Richard Lesters Musketier-Zweiteiler ist in meinen Augen nicht dark (da sehr humorvoll umgesetzt), dafür aber punkig (verarmte Adelige, die Pariser Gesellschaft "von unten", Dreck und Hoffnungslosigkeit wird durchaus dargestellt, daß einem das Lachen im Halse steckenbleibt) und pulpig (furiose, gewitzte Fechtszenen, Ausnutzen aller Gegebenheiten eines Schauplatzes).
Andere Verfilmungen und andere Mantel&Degen-Stoffe sind hier von der Gewichtung ganz anders gelagert.
Vor allem ist diese Gewichtung aber ALLEIN IM ZUSCHAUER bzw. bei Spielen ALLEIN IM SPIELENDEN gelegen.
Der Spieleentwickler kann nur wenig tun, um ein Setting WIRKLICH "dark" oder "punkig" oder "pulpig" zu machen. (Das gelingt bisweilen durch geradezu geniale Regelmechaniken, die man bei regeltreuem Spiel auch nicht umgehen, vermeiden oder auch nur beugen kann.)
Deadlands ist an den Italo-Western orientiert (übrigens: Bonanza ist in der Tradition der Familiengeschichten und Edelwestern angesiedelt, Spiel mir das Lied vom Tod ist ein Italo-Western, was ein markant anderes und - vor allem - EIGENSTÄNDIGES Western-Subgenre ist).
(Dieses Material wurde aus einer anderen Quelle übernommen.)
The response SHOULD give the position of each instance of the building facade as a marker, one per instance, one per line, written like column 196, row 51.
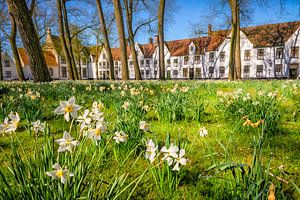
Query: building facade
column 267, row 52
Aber Deadlands hat neben dem "Grit" auch Horror und Steampunk als Elemente eingebaut. Das Setting bietet also einen enorm breiten "Spielraum", in welchem ein Spielleiter seine Kampagne ansiedeln kann. - Ein Spielleiter spielt das Element Steampunk runter, Verrückte Wissenschaft taucht bei ihm kaum auf, Monster ebenso, so daß er praktisch kaum übernatürlich angehauchte "normale" harte (Italo-)Western-Geschichten spielt (wie in den All Star Western Comics, in denen aktuell ja Jonah Hex geradezu deadlandsartige Abenteuer erlebt). - Ein anderer Spielleiter fährt stark die Steampunk-Schiene, läßt die SCs in die urbane Hölle von Junkyard, der höchstindustrialisierten Stadt der Welt, eintauchen und sich den dortigen Problemen des "Fortschritts von ganz unten betrachtet" stellen. Übernatürliches kann hier eine Rolle spielen, aber Western ist zwischen all den Dampfmaschinen, Uhrwerkrobotern usw. kaum noch zu erkennen.
Somit ist Deadlands durchaus eine Art "darkes" Rollenspiel. Aber OB es für die eigene Runde WIRKLICH "dark" ist, das weiß man erst, wenn man es bei einem bestimmten Spielleiter in einer bestimmten Gruppenzusammensetzung spielt.
Da kann man das "dark" genauso gut weglassen und einfach nur Deadlands spielen.